Beyond Marion, only Heather Basarab's emotional lighting effects seem to go beyond the perfunctory. In one sequence, when all the actors leave the stage, the lights actually perform a narrative function. They take us from the clean white of Marion's living room to the floodlit pig farm, then to the fiery reds of an environmental activist group's 3 a.m. arson attack at the farm, and finally back to Marion's place subdued by darkness in the middle of the night. Theater productions rarely give this much space to their lighting designers, a fact that seems all the more surreal in this wisp of a play. I found myself wishing that Bock had given himself similar permission to develop his dialogue, characters, themes, and ideas.
Rumor has it that a couple of Bock's recent works, The Receptionist and The Thugs, though equally short, are extremely powerful. Both have been exciting critics and audiences in New York. The Thugs, in particular, got theatergoers talking, with its depiction of an unnerving, unknown evil taking place just beyond the fringes of the banal workplace set. I'd like to see those plays someday, not least because their success indicates Bock's ability to craft a really punchy hour-long play.

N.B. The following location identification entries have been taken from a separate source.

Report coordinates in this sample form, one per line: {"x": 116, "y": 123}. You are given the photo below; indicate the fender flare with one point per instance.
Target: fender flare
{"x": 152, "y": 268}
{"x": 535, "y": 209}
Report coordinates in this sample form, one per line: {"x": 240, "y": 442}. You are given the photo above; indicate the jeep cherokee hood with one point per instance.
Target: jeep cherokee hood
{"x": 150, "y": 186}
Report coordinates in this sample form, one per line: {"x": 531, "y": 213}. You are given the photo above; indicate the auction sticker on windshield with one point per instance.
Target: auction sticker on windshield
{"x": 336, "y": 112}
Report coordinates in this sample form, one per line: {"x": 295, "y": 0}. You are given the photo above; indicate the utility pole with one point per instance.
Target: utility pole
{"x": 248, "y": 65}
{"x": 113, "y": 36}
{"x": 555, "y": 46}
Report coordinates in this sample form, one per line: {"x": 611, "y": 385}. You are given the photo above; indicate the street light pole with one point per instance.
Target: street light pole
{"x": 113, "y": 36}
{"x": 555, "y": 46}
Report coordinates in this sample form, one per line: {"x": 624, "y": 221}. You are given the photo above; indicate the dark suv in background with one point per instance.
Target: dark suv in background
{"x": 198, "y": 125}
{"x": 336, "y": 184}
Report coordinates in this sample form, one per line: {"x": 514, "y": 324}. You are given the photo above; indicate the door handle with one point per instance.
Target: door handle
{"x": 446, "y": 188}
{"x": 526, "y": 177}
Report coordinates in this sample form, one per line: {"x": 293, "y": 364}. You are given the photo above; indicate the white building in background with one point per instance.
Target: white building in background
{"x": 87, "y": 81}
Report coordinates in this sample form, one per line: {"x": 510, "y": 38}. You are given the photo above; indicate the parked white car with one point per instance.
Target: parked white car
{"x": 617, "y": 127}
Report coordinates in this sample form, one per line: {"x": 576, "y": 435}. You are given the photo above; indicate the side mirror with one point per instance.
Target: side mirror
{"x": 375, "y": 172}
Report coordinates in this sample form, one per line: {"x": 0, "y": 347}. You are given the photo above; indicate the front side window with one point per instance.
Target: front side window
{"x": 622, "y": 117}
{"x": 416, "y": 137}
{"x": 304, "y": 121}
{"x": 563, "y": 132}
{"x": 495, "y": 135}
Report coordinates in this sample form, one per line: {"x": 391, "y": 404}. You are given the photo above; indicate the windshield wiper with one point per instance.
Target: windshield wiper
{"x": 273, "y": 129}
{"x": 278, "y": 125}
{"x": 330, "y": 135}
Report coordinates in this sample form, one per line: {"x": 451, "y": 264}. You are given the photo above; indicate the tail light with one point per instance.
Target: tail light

Even so, I'm wondering if theater companies aren't selling us short by marketing what essentially constitutes half of a program of one-act plays as a full evening's theatrical experience. Brevity isn't always the soul of wit. Perhaps if Encore and Shotgun had presented The Shaker Chair as part of a two-hour offering with The Thugs or The Receptionist, I would have come away feeling that I'd actually been at the theater rather than just poked my head through the door.